Programmatic direct mail as an effective follow-up of online
Programmatic is one of the buzzwords of the last couple of years yet few people can explain in detail what programmatic buying means. Now the direct marketing worlds starts using the same terms causing even more confusion.
Source: Royal Mail MarketReach
Getting the right message to the right person at the right time is the holy grail of engagement marketing, and something that automation technology promises. It has been utilised by sectors such as retail that want to reach, for example, potential customers who abandon their shopping baskets with follow-up digital ads and emails.

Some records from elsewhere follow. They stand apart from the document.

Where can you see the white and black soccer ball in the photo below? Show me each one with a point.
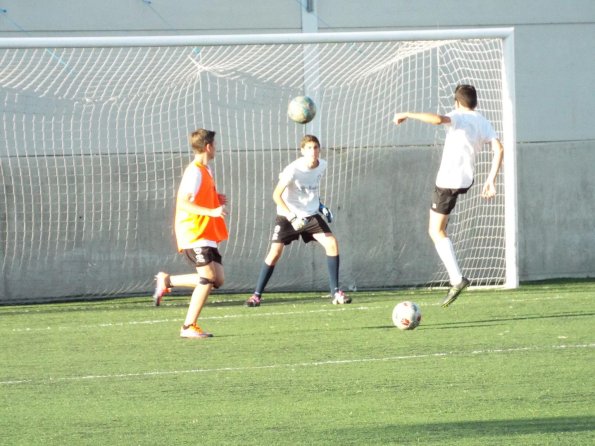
(301, 109)
(406, 315)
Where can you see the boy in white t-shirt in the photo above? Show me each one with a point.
(297, 196)
(467, 132)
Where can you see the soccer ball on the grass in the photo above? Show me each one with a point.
(406, 315)
(301, 109)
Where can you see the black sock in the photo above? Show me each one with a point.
(263, 278)
(333, 272)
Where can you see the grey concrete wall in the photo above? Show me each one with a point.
(554, 71)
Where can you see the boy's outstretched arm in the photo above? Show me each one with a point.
(428, 118)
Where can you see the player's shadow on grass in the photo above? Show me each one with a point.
(508, 429)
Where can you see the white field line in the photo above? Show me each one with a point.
(248, 313)
(118, 376)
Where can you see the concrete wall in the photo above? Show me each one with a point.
(554, 73)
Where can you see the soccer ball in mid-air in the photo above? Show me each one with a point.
(406, 315)
(301, 109)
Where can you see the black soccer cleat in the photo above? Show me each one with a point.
(454, 292)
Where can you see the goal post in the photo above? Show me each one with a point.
(95, 137)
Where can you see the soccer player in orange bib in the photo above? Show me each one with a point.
(199, 228)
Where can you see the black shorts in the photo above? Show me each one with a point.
(284, 232)
(444, 200)
(202, 256)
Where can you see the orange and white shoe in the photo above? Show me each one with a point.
(162, 288)
(194, 331)
(340, 298)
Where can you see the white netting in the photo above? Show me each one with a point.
(94, 140)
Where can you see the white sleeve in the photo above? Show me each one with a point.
(191, 181)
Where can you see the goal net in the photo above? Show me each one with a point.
(94, 140)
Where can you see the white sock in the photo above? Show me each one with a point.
(447, 255)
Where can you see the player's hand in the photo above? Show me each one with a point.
(326, 212)
(219, 212)
(296, 222)
(489, 190)
(399, 118)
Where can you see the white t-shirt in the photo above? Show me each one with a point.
(467, 132)
(302, 195)
(190, 184)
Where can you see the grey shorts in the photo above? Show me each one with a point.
(444, 200)
(284, 232)
(202, 256)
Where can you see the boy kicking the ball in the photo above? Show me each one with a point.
(199, 228)
(297, 196)
(467, 132)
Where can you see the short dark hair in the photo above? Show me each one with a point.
(309, 138)
(200, 138)
(466, 96)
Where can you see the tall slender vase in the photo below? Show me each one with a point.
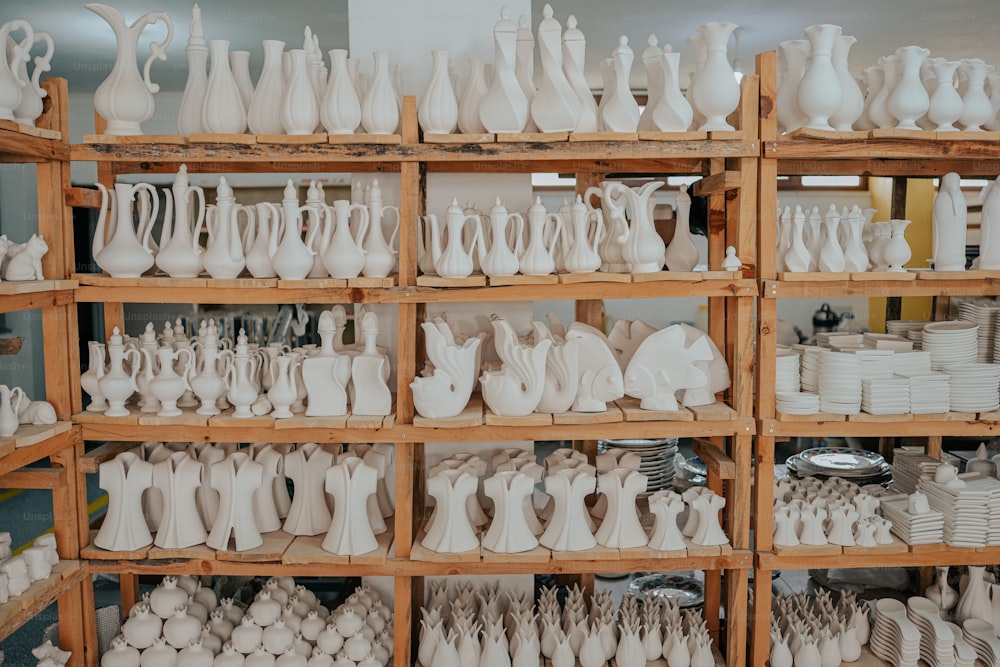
(189, 116)
(264, 114)
(716, 93)
(223, 111)
(819, 94)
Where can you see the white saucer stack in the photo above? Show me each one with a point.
(974, 387)
(840, 383)
(894, 636)
(949, 343)
(985, 316)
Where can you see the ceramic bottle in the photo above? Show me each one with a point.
(819, 94)
(716, 93)
(125, 98)
(30, 107)
(222, 111)
(555, 106)
(505, 106)
(264, 112)
(438, 108)
(299, 108)
(793, 53)
(126, 253)
(620, 113)
(949, 220)
(909, 99)
(379, 107)
(472, 97)
(340, 110)
(852, 102)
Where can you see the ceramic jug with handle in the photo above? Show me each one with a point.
(380, 255)
(126, 253)
(223, 258)
(642, 247)
(292, 258)
(180, 253)
(343, 255)
(455, 259)
(30, 107)
(125, 98)
(497, 255)
(11, 83)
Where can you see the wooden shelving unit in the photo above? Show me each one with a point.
(728, 163)
(879, 153)
(47, 147)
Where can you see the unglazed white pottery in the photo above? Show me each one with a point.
(716, 93)
(125, 98)
(505, 106)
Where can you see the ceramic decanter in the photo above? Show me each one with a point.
(949, 220)
(369, 392)
(326, 373)
(600, 376)
(223, 110)
(819, 94)
(438, 108)
(241, 390)
(909, 100)
(716, 93)
(446, 391)
(682, 254)
(447, 248)
(179, 255)
(124, 477)
(236, 478)
(127, 252)
(264, 112)
(620, 113)
(852, 102)
(379, 106)
(516, 389)
(223, 258)
(30, 107)
(380, 254)
(555, 107)
(116, 385)
(504, 108)
(341, 248)
(537, 259)
(351, 482)
(299, 106)
(125, 98)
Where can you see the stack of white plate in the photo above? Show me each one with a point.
(950, 343)
(840, 383)
(885, 396)
(894, 637)
(930, 392)
(796, 403)
(786, 377)
(974, 387)
(657, 457)
(809, 366)
(925, 528)
(985, 316)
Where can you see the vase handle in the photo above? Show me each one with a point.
(158, 50)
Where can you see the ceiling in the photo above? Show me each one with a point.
(85, 45)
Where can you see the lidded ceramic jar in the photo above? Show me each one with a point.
(181, 628)
(142, 628)
(120, 654)
(165, 599)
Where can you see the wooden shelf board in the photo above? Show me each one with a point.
(274, 546)
(19, 610)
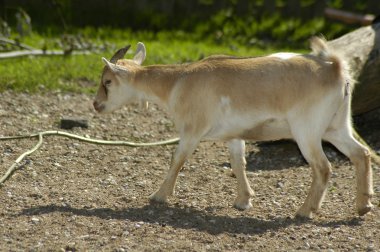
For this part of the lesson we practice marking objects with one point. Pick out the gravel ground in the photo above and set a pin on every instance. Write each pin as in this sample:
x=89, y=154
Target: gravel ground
x=74, y=196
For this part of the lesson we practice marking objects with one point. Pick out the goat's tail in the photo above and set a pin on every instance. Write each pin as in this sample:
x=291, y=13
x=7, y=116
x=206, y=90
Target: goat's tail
x=320, y=49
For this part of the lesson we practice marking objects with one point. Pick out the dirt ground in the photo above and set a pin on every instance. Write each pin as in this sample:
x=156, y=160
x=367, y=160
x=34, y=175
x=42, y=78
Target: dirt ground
x=75, y=196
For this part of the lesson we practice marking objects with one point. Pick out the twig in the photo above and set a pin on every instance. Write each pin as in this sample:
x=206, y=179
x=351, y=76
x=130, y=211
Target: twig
x=40, y=136
x=19, y=159
x=15, y=43
x=23, y=53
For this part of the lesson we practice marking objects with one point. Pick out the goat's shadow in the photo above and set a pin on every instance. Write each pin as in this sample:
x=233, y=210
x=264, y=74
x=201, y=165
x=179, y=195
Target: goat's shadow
x=188, y=218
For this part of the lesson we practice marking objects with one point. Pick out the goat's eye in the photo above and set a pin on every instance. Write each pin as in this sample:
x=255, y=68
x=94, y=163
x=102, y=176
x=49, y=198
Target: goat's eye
x=107, y=83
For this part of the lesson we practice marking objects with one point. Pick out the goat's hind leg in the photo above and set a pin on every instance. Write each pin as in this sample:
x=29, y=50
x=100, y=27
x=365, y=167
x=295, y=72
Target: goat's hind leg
x=360, y=157
x=237, y=157
x=321, y=170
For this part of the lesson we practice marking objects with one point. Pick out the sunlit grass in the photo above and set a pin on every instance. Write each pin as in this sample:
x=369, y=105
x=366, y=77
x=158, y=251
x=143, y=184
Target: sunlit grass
x=81, y=73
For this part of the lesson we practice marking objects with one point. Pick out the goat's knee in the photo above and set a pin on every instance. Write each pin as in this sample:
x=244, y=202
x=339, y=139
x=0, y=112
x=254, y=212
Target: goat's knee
x=362, y=161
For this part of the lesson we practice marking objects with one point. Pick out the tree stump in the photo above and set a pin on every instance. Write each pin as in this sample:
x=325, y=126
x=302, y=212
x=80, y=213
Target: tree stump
x=361, y=50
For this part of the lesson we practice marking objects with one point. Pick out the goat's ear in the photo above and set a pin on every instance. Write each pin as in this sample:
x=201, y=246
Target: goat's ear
x=140, y=54
x=119, y=54
x=113, y=67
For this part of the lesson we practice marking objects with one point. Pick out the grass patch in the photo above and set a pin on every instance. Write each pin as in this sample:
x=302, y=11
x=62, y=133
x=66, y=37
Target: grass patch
x=81, y=73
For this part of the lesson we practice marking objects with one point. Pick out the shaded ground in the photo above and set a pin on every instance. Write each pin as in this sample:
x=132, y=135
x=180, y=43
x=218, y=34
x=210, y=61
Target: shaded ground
x=75, y=196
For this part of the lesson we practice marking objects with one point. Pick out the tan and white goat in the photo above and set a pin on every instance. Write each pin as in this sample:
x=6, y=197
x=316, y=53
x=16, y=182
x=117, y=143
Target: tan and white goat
x=302, y=97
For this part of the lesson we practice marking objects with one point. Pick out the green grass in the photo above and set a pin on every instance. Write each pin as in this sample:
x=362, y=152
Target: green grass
x=81, y=73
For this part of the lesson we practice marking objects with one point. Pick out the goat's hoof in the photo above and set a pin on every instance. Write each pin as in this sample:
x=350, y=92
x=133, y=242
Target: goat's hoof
x=363, y=210
x=242, y=204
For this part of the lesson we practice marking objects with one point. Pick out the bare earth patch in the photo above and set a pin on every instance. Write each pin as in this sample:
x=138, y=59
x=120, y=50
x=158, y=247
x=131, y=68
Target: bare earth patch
x=75, y=196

In Europe, almost eight out of 10 consumers abandoned their online shopping cart at least once within a six month period, according to 2016 research by B2C Europe. Online retailers seeking to reduce abandonment rates in order to drive greater returns from e-commerce will often retarget customers online through banner ads and/or emails.
Yet with up to 22% of consumers deploying ad blocking software in the UK, according to 2017 IAB figures, and with popular email providers such as Gmail and Hotmail filtering out promotional content, the impact of such activity has dampened.
The power of print – planned like digital
Integrating online and offline has been much discussed. Automation, or as the postal industry calls this programmatic mailing, proves the added value. Programmatic refers to specific online actions that trigger sending a physical mailing. Such a trigger could be an abandoned cart online, no reaction on a e-newsletter or a visit to a special page on the website. The mail piece sent as a reaction to this trigger is personalised and include products or offers. With automation software and digital printing all of this is possible.
Speaking at the recent Power of Print seminar Seirian Hanner, who heads up the insight team at Britain’s Royal Mail MarketReach, described how mail can be delivered programmatically. She said: “it could be planned like digital, tracked via Mailmark, personalised and mailed to customers within 24 hours.”
Early results are promising. UK retail brand JD Williams, owned by online fashion retailer N Brown Group, wanted to consider a new channel in its fight to lower abandoned baskets: direct mail. It wanted to know if physical mail could improve its retargeting response rates and deliver greater cut-through than email or banner ads.
Every piece of direct mail creative that was sent out carried a picture of the item in the customer’s basket at the moment they abandoned. Contact data such as address details, imagery and product details, were sent digitally to its printer daily, who then printed, finished and mailed the pieces to the customer within 24 hours.
The ultimate integration of online and offline
As this case study shows, it found response rates increased overall by 6%; the average order value increased by 8% overall and abandoned cart rates were reduced overall by some 14%.
Andrew Smith, N Brown Group eCRM development manager, said: “Programmatic targeting, using online behavioural data and utilising direct mail is new. This initiative worked extremely well, utilising data points to drive conversion – being relevant and personalised to our customers was key and we did that successfully.”
Hanner called the result the ultimate personal mail with proven business impact.
A similar system exists in Germany, operated by Deutsche Post called Consentric, which includes Triggermailing. Consentric offers the possibility to target small groups, with online behaviour, based upon their (buying) profile, with physical mailings. To automate these mailings they offer Triggermailing, which is a similar product as RoyalMail’s programmatic mail.
It is able to target with a mailing unknown, non-buying visitors of a website by identifying a “micro cell” of the population where the non-buying surfer lives, which could be a number of houses or an apartment, for example. If the product is bought following a special offer mailing Deutsche Post can then inform that retailer.
The video below (in German) explains Consentric and the related analytics. Click here for a fuller Print Power analysis.
Another early example is World of Watches, which wanted to influence its customers without getting lost in the noise of digital. It partnered with US-based PebblePost to re-engage and encourage visitors to return to the site with an incentive to purchase house brands before they searched competitors. It cited a 59% response rate and 37x return on ad spend in the test and has now moved programmatic direct mail to a permanent fixture in its marketing mix.
Russell Ackner, CMO of Swiss Watch International, parent company of World of Watches, said in an interview: “We saw an immediate way to communicate with a tangible media that has a longer shelf life than email or ads and can change the perception of our brand and shopping experience. Best of all, it is tied to that consumer’s expressed interest in our brands.”
A recent BrandScience review of multi-channel campaigns concluded that when mail was included in the marketing mix, campaigns had 12% bigger ROI than those without mail. Brands today need to be present across as many touchpoints as possible – but they also need to understand that consumers might not react in the same way across those different channels.
So testing the value of a different channel for the same consumer might prove beneficial, and as the above examples demonstrate, the link between online behaviour and follow up through physical direct mail is proving a successful combination.